# Will Common Plecos Destroy Amazon Swords?



## Arkamaic (May 28, 2009)

Hey guys. I'm wanting to get an amazon sword, but I've read a few times about people having their amazon sword plants completely demolished by them.

Is this true? If so, what are the chances of it happening, and can I prevent it some way?


----------



## Pasfur (Mar 29, 2008)

It is true, in my experience. There isn't much you can do to prevent this, other than not put Pleco's in planted aquariums.


----------



## iamntbatman (Jan 3, 2008)

Not so much that they eat them (especially if your plecos are well-fed) but moreso that they'll simply tear them up and uproot them once they get to lunker-sized.


----------



## 1077 (Apr 16, 2008)

In my expierience ,it is as batman said. If the pleco is well fed with veggie flakes of some kind and or algae wafers,, then they seldom eat the plants outright.
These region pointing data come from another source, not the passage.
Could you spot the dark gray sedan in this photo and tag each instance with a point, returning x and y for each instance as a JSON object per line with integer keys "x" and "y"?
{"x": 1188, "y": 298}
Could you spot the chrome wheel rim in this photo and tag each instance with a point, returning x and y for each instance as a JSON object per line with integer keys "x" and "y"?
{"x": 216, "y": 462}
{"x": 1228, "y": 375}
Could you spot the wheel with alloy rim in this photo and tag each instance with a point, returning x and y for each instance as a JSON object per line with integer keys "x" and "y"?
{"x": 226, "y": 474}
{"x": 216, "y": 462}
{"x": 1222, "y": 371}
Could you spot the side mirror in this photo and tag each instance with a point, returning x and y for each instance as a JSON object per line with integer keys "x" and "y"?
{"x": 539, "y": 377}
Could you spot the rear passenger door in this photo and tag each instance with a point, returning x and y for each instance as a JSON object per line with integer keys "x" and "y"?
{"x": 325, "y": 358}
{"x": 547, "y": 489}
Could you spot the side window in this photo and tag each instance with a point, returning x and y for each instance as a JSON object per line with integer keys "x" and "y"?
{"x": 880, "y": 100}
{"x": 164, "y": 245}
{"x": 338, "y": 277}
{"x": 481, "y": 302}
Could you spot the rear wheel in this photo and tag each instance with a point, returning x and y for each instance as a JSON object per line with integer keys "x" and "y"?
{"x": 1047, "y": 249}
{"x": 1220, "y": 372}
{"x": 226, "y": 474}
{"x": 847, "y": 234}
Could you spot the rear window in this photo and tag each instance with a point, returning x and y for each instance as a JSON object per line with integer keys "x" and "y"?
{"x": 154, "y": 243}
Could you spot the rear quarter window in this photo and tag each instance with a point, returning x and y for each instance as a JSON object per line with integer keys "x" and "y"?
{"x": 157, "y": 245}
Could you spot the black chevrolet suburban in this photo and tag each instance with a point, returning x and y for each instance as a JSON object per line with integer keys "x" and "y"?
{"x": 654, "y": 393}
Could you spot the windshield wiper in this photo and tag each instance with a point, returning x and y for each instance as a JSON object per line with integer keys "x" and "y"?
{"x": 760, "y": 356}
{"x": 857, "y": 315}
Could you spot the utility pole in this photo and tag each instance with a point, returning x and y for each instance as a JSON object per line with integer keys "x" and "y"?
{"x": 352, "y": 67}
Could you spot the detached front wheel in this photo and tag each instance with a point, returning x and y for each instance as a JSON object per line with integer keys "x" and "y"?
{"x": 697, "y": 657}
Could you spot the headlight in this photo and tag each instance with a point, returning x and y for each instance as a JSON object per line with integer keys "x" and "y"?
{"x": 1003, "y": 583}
If their diet is lacking in vegetable content however, they will rasp (suck), on the leaves of broad leafed plants and over time,, the leaves become thin from the rasping and slowly die.And is true,,as they become larger, (common plecos) they will root around and dislodge plants while searching for anything edible.


----------



## goldenfish112 (Jun 24, 2009)

They do it in a very small amount....they just like the new born leaves I think bcoz, I hav seen it many times in my tank


----------